We have done some work to help investigate these spikes. For example, we monitor the latency that ES returns (the "took" part of the response) as well the client perceived latency. We also track queries that have a ridiculously high number of hits. However, when a bad query hits the system, it ends up stalling the search queue and causing other queries to take longer than usual. However, that's just because of those queries sitting in the queue waiting for the real culprit queries to finish. So if I take some of the queries that took say more than 5s and I re-run, it takes less than 50ms.

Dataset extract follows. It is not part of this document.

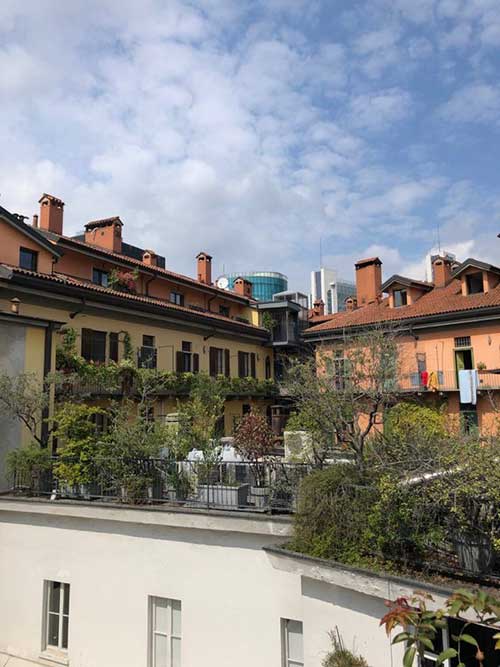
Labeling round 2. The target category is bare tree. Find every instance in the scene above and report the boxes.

I feel ES needs to provide clients with better estimates of query cost to help diagnosing such issues. I'm not too familiar with the ES code base, but some of this would be very helpful if it can easily be obtained:
- time sitting in the queue vs. time actually running. It's very important to have these two separated
- total time worker threads spent on the query
- number of reads a query generated
- some magic "cost" that ES that compute based on factors that are involved in running the query
I'd also love for ES to include a custom string "queryId" argument in the query so that clients can include identifying information about the queries that will help with tracing a query. If you have a large number of query patterns, it's usually hard to figure out what part of the code generated some query. So having some sort of id is very useful. When I used to work on SQL, we used to add comments in the queries that indicated where these queries came from and that was extremely useful in troubleshooting bad queries.
I'd also love to hear how people usually deal with these problems. Seems to be a common question that comes up often here and on stack overflow. I think it's an area where the elastic team should invest more (similar to what was done with the "profile" option).